Highways and Byways
Adding a nugget to the Time section this week. The outline is: Time vs. Money, Control of Your Time, The Ruthless Elimination of Hurry, Screens, and Highways and Byways (this one).
I recently saw a beautiful mountain scenery photo with this quote superimposed.
If you want to hate America read the news.
If you want to love America, drive across it.
Both sentences resonate with me, for our collective addiction to online vitriol, and our good fortune to live in this sprawling, glorious country filled with interesting people. Let’s focus on the second.
When you travel, time on the road is either overhead that takes away from time at your destination, in which case blaze down the interstates. Or the travel is the point, and you want to see America, and Americana, and Americans in all our variety, in which case skip those wide, straight interstates. Take the old highways, the byways, the back roads that twist and turn and meander through the centers of small and medium towns.
How? Look up Route 66, or the Lincoln Highway, the Blue Ridge Parkway, or the Natchez Trace.

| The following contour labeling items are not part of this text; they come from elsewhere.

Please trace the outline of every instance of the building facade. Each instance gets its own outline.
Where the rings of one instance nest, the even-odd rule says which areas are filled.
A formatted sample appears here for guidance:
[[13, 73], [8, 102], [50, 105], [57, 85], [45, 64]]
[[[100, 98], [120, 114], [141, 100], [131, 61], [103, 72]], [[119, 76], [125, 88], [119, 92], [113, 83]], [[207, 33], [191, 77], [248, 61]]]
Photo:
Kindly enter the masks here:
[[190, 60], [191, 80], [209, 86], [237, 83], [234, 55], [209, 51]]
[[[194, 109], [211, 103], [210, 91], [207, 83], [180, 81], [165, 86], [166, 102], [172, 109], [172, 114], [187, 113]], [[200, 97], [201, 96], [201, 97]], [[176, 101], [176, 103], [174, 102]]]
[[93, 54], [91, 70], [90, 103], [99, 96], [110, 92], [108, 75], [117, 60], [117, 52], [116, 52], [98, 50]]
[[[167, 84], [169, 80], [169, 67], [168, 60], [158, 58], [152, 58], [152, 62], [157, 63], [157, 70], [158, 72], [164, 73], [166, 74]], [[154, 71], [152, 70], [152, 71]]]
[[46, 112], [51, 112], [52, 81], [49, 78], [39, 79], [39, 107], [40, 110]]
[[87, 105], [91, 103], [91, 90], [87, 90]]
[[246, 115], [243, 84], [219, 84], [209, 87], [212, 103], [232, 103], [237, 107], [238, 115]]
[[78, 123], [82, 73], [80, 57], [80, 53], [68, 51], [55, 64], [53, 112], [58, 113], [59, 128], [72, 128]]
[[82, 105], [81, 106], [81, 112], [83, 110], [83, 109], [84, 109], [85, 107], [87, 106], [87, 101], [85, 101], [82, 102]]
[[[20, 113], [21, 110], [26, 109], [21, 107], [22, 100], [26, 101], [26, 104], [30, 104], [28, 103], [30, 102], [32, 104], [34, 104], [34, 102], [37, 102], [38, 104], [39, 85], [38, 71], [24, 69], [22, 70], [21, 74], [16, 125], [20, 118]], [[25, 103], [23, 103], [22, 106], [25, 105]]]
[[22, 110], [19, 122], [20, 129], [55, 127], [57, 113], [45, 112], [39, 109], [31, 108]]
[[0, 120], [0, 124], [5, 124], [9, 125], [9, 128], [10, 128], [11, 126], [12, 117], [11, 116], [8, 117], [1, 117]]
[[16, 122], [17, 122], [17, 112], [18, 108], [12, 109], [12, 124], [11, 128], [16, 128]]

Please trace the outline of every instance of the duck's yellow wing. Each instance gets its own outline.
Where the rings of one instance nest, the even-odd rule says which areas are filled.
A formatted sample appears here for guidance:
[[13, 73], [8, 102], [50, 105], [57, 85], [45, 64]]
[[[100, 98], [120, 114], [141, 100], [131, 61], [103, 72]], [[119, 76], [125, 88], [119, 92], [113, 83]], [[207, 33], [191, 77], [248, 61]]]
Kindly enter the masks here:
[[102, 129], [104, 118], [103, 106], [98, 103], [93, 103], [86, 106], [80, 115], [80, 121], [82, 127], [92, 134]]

Pay a visit to roadtripusa.com and scroll down the home page to the route map. Get their book and take it along on your next road trip. Pick a few anchor points, and string them together with secondary highways. Exchange speed for adventure. Experience the National Parks you’ve always heard about. Take your bikes along and ride some of the country’s famous trails. When you’re in the middle of nowhere, look up at the night sky and be amazed. Hike. Paddle. Climb. Spelunk. Fall in love with America. The “news” can wait till you get home.